The physical distancing measures adopted to prevent transmittable diseases spread following a pandemic had the effect of decreasing EMSs utilization due to self-harm. The proportion of young self-harm patients increased, but the proportion of older self-harm patients decreased, and the population standardized VRSH was also found to increase in younger aged population. Women were more likely to self-harm during the pandemic than men. Within one week, the ED VRSH decreased as the level of physical distancing increased. There was no difference in this trend between urban and rural regions. Upon recovery from the pandemic, when daily life is restored to previous levels, it is especially imperative to remain in contact with those at risk of self-harm and maintain social connections.

Supporting information

S1 Fig. Graph showing the joinpoint regression model for annual visit rate after self-harm (VRSH) from 2015–2020 with joinpoint at the end of 2019.
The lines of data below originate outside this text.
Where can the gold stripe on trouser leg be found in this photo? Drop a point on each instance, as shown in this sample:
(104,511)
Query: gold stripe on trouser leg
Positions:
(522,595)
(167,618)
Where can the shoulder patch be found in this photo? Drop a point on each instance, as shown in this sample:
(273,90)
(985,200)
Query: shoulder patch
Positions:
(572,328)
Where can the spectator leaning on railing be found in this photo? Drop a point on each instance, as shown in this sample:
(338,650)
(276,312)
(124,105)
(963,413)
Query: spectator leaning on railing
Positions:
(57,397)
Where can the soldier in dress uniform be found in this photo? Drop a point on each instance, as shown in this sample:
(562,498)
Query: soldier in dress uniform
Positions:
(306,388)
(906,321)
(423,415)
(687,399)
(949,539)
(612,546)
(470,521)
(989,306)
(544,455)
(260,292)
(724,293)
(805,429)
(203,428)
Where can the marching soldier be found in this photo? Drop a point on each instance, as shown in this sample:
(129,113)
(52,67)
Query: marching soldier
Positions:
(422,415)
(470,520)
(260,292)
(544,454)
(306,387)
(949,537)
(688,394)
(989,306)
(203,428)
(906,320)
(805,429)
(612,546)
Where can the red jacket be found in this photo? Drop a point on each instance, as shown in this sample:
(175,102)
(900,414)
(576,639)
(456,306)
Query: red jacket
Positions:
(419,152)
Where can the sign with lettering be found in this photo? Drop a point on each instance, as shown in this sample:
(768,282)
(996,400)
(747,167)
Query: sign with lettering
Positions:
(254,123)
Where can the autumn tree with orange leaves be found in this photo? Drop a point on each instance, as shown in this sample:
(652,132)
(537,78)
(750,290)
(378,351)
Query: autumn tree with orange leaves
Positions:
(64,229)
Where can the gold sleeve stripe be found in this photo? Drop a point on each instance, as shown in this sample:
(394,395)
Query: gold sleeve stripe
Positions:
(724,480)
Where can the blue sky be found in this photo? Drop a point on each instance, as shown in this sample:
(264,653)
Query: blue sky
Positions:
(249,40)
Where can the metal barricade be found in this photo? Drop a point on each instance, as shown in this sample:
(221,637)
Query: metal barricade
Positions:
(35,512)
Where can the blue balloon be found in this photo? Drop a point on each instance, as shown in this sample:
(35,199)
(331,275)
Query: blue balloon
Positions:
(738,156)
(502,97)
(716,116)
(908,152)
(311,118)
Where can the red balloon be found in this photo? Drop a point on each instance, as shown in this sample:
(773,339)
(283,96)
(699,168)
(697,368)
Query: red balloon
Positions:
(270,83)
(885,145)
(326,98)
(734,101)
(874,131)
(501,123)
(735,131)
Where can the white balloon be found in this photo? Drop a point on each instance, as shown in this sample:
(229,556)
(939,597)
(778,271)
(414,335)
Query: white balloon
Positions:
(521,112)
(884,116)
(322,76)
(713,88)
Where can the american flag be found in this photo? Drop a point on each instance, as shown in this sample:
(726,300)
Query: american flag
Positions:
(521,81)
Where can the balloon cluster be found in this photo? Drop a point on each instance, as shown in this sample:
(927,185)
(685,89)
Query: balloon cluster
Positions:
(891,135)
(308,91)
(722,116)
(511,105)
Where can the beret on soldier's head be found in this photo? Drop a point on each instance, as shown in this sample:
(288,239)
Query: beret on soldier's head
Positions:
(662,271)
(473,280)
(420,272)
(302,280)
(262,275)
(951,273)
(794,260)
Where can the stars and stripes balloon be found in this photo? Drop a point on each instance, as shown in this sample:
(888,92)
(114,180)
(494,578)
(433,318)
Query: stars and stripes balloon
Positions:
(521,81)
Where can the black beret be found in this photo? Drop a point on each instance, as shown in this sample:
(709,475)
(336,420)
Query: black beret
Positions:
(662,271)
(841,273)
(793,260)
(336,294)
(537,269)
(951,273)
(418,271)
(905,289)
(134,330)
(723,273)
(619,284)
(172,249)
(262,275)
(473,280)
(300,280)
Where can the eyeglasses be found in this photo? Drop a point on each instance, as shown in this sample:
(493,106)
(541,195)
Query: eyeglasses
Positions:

The weighted average of slope coefficients measured as average annual percent change (AAPC) was -1.77 between 2015 and 2012 (blue line). And annual percent change (APC) was -11.98 between 2019 and 2020 (green line). T-statistics were calculated to verify APC and AAPC slopes in a straight linear relationship (null hypothesis). We verified that the difference between two slopes was significantly different from zero at alpha = 0.050 level. The null hypothesis was rejected since p-value was 0.014 in this joinpoint plot. In terms of results, the APC had changed significantly at the end of 2019.

https://doi.org/10.1371/journal.pone.0286398.s001

(PDF)

S2 Fig. Cross-correlation plot between weekly mobile phone mobility index values and weekly emergency department visit rates after self-harm.

Cross-correlation function measures the relationship between a time series and a lag version of another time series. This plot showed a maximum correlation coefficient of 0.612 and a lag time of zero weeks.

https://doi.org/10.1371/journal.pone.0286398.s002

(PDF)

Acknowledgments

We would like to thank Soo Young Kim (Professor, Department of Preventive Medicine, College of Medicine, Eulji University, Daejeon, Republic of Korea) for his help in analyzing joinpoint regression.